Two decades back, you had a definite edge in stock markets, if you were close to the source of info. Over a period of time, technological advancement ensured that this information asymmetry was a thing of the past. Today, for most part, information is secondary to skill and decision making. It could be said that, AI is having the same effect on experience as well, as an AI model that has been trained on the data that counts as experience, can provide equally good, if not better, insights shifting the asymmetry towards the ability to have and maintain an AI model. That said, our opinion is that at present, AI is more of a decision enabler and may not fully replace experience, as it is a contextual adaptation to situations, based on ethics, morality, emotional intelligence, creativity, intuition etc.

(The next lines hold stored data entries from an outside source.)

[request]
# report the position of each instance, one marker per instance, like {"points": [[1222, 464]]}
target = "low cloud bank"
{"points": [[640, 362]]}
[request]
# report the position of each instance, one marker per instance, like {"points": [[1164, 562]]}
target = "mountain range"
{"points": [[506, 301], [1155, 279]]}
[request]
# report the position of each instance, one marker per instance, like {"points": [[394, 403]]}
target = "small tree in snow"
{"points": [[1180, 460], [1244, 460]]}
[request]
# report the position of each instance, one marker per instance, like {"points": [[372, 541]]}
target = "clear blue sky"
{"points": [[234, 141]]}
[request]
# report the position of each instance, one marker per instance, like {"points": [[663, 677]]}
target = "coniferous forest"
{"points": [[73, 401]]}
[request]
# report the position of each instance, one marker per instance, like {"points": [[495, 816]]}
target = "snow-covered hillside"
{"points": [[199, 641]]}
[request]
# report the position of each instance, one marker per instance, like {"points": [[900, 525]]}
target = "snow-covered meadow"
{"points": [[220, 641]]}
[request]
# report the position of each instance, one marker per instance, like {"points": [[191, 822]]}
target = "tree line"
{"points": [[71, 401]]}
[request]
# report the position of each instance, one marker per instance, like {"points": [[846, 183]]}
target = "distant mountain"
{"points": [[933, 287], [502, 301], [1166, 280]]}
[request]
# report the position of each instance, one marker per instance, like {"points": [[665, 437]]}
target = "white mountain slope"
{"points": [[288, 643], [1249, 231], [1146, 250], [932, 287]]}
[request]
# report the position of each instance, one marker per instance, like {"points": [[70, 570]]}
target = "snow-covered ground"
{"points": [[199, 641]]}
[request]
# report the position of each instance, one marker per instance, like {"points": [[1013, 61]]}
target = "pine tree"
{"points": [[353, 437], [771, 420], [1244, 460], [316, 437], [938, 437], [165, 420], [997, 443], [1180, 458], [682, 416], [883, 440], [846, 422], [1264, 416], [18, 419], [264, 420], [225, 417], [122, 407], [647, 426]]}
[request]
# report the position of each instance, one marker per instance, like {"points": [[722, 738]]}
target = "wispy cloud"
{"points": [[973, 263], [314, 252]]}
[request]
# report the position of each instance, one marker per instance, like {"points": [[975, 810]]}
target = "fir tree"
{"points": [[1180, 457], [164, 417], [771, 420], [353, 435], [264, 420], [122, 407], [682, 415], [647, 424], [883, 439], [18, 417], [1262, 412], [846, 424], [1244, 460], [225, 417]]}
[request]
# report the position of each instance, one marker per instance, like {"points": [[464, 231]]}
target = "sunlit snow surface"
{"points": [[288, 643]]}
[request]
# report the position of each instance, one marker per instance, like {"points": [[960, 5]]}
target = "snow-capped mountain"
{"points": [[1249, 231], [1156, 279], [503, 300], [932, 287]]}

The main advantage of humans is adaptability as we can adapt to situations based on the impact or effect of certain outcomes. When an AI model encounters a situation for which there is no training data to bank on, then it will struggle. In such situations, an intelligent agent can also take decisions by interacting with its environment. This is called Reinforcement Learning, but this is at an evolving stage.

AI in Technical Analysis

But within the aforementioned limitations, AI models can be trained to adapt to dynamic market conditions, which may be hard for the human mind to process in real time. For example, Bollinger bands conventionally use 2 standard deviations on either side of a 20-day simple moving average, thus giving support and resistance levels, while also suggesting overbought and oversold signals. However, the applicability of such signals depends on the condition of the market at the point, and one could change the standard deviation depending on prevailing trading range. Another situation can be thought about in the case of RSI, an oscillator whose values range from 0 to 100, with values below 30 pointing to oversold conditions and those above 70 pointing to overbought conditions. However, the applicability of such oversold and overbought conditions depends on whether the asset is an oscillating trend or not. The indicator becomes less insightful in a trending market. An intelligent model can adjust its inferences dynamically by studying the oscillating/directional nature of the trend, while also changing the oversold and overbought extremities dynamically again to get the optimal turnaround point, based on back tested data. 

A sweet problem to have?

The ability to layer in multiple indicators and adjust parameters dynamically is a powerful tool. The challenge again is decision making.  Now, imagine that your intelligent model tells you about a trading set up that has 88% probability of success. Surely, this is a no brainer. Imagine, if the model also adds that there is very low probability that loss incurred could wipe out your entire trading capital. How would you decide on the trade? As models become intelligent, risk management will continue to be key. Decision making will still be a headache humans could continue to bear.